Specificity of coupling of muscarinic receptor isoforms to a novel chick inward-rectifying acetylcholine-sensitive K+ channel.

The G-protein-gated inward-rectifying K+ channel GIRK1 has been demonstrated in heart and brain. These tissues also both express the M2, M3, and M4, muscarinic acetylcholine receptors (mAChR) (Gadbut, A.P., and Galper, J.B. (1994),J. Biol. Chem. 269,25823-25829). Only the M2 mAChR has been demonstrated to couple to GIRK1 (Kubo, Y., Reuveny, E., Slesinger, P. A., Jan, Y. N., and Jan, L. Y. (1993) Nature 264, 802-806).

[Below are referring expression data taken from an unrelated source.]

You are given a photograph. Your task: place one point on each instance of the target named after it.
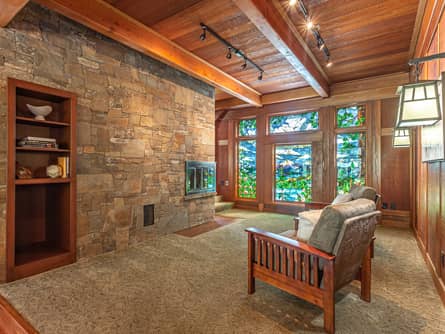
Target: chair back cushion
(342, 198)
(352, 244)
(326, 231)
(363, 192)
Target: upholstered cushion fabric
(311, 216)
(363, 192)
(342, 198)
(326, 231)
(303, 234)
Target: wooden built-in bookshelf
(41, 211)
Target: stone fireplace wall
(138, 121)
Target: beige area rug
(177, 284)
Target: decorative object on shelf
(401, 138)
(54, 171)
(314, 28)
(38, 142)
(64, 163)
(22, 172)
(231, 49)
(40, 112)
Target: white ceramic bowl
(40, 112)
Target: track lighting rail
(231, 49)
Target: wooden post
(250, 259)
(329, 297)
(365, 276)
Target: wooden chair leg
(329, 299)
(250, 254)
(365, 275)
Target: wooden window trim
(274, 164)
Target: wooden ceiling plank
(284, 36)
(109, 21)
(9, 9)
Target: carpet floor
(178, 284)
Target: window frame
(364, 126)
(239, 139)
(274, 164)
(348, 130)
(269, 117)
(290, 113)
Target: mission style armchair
(337, 251)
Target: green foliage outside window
(247, 127)
(351, 160)
(351, 116)
(247, 169)
(293, 123)
(293, 173)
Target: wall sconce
(401, 138)
(419, 104)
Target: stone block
(94, 183)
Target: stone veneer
(138, 120)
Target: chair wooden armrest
(299, 269)
(315, 205)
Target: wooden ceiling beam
(271, 98)
(109, 21)
(350, 92)
(9, 9)
(267, 16)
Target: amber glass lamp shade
(419, 104)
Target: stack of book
(64, 163)
(39, 142)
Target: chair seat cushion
(310, 217)
(326, 231)
(303, 234)
(342, 198)
(363, 192)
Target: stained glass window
(293, 173)
(247, 128)
(351, 160)
(351, 116)
(247, 169)
(294, 123)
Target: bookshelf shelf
(24, 182)
(41, 211)
(31, 121)
(42, 149)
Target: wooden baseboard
(440, 286)
(11, 321)
(396, 218)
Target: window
(247, 159)
(247, 128)
(293, 173)
(293, 123)
(351, 160)
(351, 116)
(247, 169)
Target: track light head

In this study we determined the specificity of coupling of the M3 and M4 mAChR to a new GIRK1 cloned from a chick brain cDNA library. This clone codes for a 492-amino acid protein that is 93% identical to rat GIRK1 and is expressed in brain, atrium, and ventricle, but not skeletal muscle. In Xenopus laetis oocytes co-expression of GIRK1 with either the chick M2 or M4 mAChR gave carbamylcholine (10 microm)-stimulated K+ currents of 308 +/-26 nA and 298 +/-29 nA, respectively, which were both Ba2+- and pertussis toxin-sensitive. Activation of the M3 receptor produced 2382 +/-478 nA of current which was insensitive to Ba2+ and pertussis toxin, but was 85% inhabitable by the Cl channel blocker 5-nitro-2-(3-phenylpropylamino)benzoic acid (10-20 microm) consistent with coupling to an endogenous Ca2+-activated Cl- channel via a phosphatidylinositol-dependent mechanism. Co-expression of the cardiac inward rectifier CIR with chick M2 or M4 mAChR and GIRK1 increased currents more than 10-fold, but had no effect on specificity of coupling. These data demonstrate a new function for the M4 mAChR and a high degree of specificity for coupling of each receptor subtype to GIRK1.